|
|
|
|
|
by evilturnip
1461 days ago
|
|
We're currently looking into datalake implementations. Right now, we only have 1 or 2 data sources. Current thinking is reading them on the fly, combine them using pandas dataframe and query that. Anyone have experience with doing something similar? |
|
At a minimum I'd suggest planning to load the data from the data lake into an RDBMS (OLAP/columnar preferably). Then it's accessible to more than just Python scripts (BI tools, users of other languages, etc).
Depending on how much data there is, should also plan on data summarization strategies. You can either build some common rollups to ensure that consumers are all looking at the same summaries or you can let consumers build their own transform/load pipelines from the raw data lake or you can let consumers build their own transform pipelines from the data in the data warehouse (using something like dbt).

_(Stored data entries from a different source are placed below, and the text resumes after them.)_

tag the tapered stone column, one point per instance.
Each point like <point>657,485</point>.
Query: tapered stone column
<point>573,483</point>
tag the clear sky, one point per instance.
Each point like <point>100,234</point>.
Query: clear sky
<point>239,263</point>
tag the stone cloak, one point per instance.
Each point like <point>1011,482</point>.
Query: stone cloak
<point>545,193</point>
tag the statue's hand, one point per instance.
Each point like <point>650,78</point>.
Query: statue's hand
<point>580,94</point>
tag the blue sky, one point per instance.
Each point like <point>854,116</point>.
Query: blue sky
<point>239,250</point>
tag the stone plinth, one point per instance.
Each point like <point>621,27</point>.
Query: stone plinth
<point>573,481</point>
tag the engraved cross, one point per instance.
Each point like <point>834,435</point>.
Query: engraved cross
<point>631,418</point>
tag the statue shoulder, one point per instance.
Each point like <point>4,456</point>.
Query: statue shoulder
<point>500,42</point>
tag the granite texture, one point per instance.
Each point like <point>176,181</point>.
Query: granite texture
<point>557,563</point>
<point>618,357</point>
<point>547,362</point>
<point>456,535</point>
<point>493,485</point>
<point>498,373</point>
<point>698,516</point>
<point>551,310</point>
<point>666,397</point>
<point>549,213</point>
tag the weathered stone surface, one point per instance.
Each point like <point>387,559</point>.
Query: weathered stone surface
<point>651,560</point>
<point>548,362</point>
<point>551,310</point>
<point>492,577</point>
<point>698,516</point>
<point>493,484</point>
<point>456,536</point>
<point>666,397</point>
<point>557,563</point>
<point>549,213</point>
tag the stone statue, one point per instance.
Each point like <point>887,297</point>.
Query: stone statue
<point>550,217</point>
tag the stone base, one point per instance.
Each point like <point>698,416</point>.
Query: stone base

The benefits of a data lake architecture really appear when you have lots of sources, lots of disparate consumers, and lots of data, with some schema evolution & unstructured parts thrown in. If you only have 1 or 2 sources, small enough data to query raw data in Pandas, and consumers are restricted to Python scripts, then you can skip a lot of the architectural headache of building a data lake for now (just make sure to archive your raw data somewhere if you want to be able to pull it into a data lake in the future).